Republican attempts to remove the nonbinding timeline from a $121.6bn war-funding bill were defeated by a vote of 50-48, largely along party lines,
The vote represented the strongest challenge to Mr Bush’s handling of the war since the Democrats took control of Congress last November. “This war is not worth the spilling of another drop of American blood,” said Harry Reid, the Senate majority leader, during the debate prior to the vote.
The vote came four days after the House of Representatives passed its version of a war-spending bill that would set a mandatory deadline for the withdrawal of all US combat troops from Iraq by September next year.
Tuesday’s Senate vote makes it almost certain that Mr Bush will be presented with legislation calling for a change in his Iraq policy, although the both houses of Congress must first reconcile their differing bills in conference.

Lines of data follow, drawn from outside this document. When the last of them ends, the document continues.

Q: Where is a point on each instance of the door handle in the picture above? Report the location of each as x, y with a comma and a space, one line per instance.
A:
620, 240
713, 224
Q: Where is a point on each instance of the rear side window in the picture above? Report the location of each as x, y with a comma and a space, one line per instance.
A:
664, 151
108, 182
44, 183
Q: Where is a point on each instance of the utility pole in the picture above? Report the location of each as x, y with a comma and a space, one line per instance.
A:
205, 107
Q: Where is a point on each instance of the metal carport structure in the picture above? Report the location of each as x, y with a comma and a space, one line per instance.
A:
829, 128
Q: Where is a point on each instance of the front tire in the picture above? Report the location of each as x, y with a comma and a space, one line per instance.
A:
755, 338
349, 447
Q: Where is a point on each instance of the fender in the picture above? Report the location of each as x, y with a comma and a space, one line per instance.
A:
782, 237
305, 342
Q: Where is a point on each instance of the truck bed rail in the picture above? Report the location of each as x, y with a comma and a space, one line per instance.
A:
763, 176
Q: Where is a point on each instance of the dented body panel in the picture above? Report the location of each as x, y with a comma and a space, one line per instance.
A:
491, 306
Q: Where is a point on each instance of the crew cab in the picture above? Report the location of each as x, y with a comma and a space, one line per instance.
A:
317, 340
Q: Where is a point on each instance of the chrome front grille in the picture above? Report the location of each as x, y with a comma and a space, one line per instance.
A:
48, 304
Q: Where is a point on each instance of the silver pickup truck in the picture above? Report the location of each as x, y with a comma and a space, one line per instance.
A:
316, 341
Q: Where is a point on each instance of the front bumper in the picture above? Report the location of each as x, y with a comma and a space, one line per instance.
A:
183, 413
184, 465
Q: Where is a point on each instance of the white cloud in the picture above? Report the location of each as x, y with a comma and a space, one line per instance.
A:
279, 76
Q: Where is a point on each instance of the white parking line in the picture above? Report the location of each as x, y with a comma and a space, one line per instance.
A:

Mr Bush has promised to veto any legislation including a timetable for withdrawal, raising the prospect of a tense showdown over funding for the Iraq war later this year.
A White House spokesperson said Mr Bush was disappointed that the Senate had continued its path towards a “bill that he will veto and has no chance of becoming law.”
The White House had warned before the Senate vote that the timetable and other provisions in the bill would “place freedom and democracy in Iraq at grave risk, embolden our enemies and undercut the administration’s plan to develop the Iraqi economy”.
Tuesday’s Senate vote was an important step forward in Democratic efforts to develop a unified stance against the war in Congress. An attempt to pass similar legislation earlier this month failed to gain a majority.
John McCain, the Republican senator and presidential hopeful, condemned Democrats for pushing for withdrawal just as “we are starting to turn things around in the Iraq war”.